New LDF Head is Ready to Challenge Right-wingers
by Hazel Trice Edney
NNPA Washington Correspondent
WASHINGTON (NNPA) – Theodore M. “Ted” Shaw, selected to succeed Elaine R. Jones as new president and director-counsel of the 64-year-old NAACP Legal Defense and Educational Fund, says he expects continued assaults on equal opportunity programs by Right-wing conservatives.
“That fight has not ended. We still have attacks on all kinds of programs. It isn’t clear what the next attack is going to be by the Far Right, but, we’re preparing to meet them whether it’s on pipeline programs, mentoring programs or scholarship programs,” says Shaw. “In the eyes of the radical Right, all of these programs should be illegal. We’ve got to fight their attempts to end them.”
He adds, “It’s important for people of good will to understand that the stakes are very high and that these people’s perverted view of what constitutes fairness would prevent any attempt to voluntarily and consciously address racial inequality in a targeted way.”
Shaw will serve as LDF’s fifth head, rising from the position of staff attorney in 1982 to his current position of associate director-counsel. His leadership of LDF begins as racial and social issues are illuminated by a high-profile presidential race and the anniversary of the Brown case, which enforced desegregation of public schools.
“In general, we’re going to continue to be the law firm for African-Americans nationally when it comes to systemic racial discrimination,” Shaw says. Among issues of high priority in addition to affirmative action is a racially biased criminal justice system.

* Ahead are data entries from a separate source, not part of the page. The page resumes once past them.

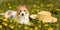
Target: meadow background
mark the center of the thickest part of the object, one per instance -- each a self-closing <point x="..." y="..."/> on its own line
<point x="35" y="6"/>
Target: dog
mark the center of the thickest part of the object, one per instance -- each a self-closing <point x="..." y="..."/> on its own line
<point x="21" y="13"/>
<point x="44" y="16"/>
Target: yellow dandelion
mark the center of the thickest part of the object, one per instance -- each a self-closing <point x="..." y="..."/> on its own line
<point x="5" y="19"/>
<point x="1" y="18"/>
<point x="39" y="26"/>
<point x="50" y="28"/>
<point x="46" y="25"/>
<point x="57" y="25"/>
<point x="15" y="19"/>
<point x="19" y="26"/>
<point x="38" y="10"/>
<point x="36" y="28"/>
<point x="25" y="27"/>
<point x="11" y="26"/>
<point x="38" y="7"/>
<point x="4" y="23"/>
<point x="31" y="28"/>
<point x="30" y="23"/>
<point x="10" y="7"/>
<point x="57" y="9"/>
<point x="34" y="6"/>
<point x="50" y="9"/>
<point x="10" y="20"/>
<point x="9" y="4"/>
<point x="41" y="5"/>
<point x="50" y="5"/>
<point x="0" y="26"/>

“The war on drugs has been distorted into a war on the people of color and the way in which the death penalty is still being implemented,” Shaw explains, “We know that it has never been and cannot be made to be a fair system; and all the evidence is in now about people being convicted for crimes they did not commit and sentenced to death. While we have been able to exonerate some of these individuals, what we don’t know is if we’ve executed people who were never exonerated and should have been.”
Shaw will be taking the helm at the LDF May 1 when the blunt-spoken Jones steps down. The change in leadership coincides with the 50th anniversary of the landmark Brown v. Board of Education U. S. Supreme Court ruling, argued by LDF May 17, 1954.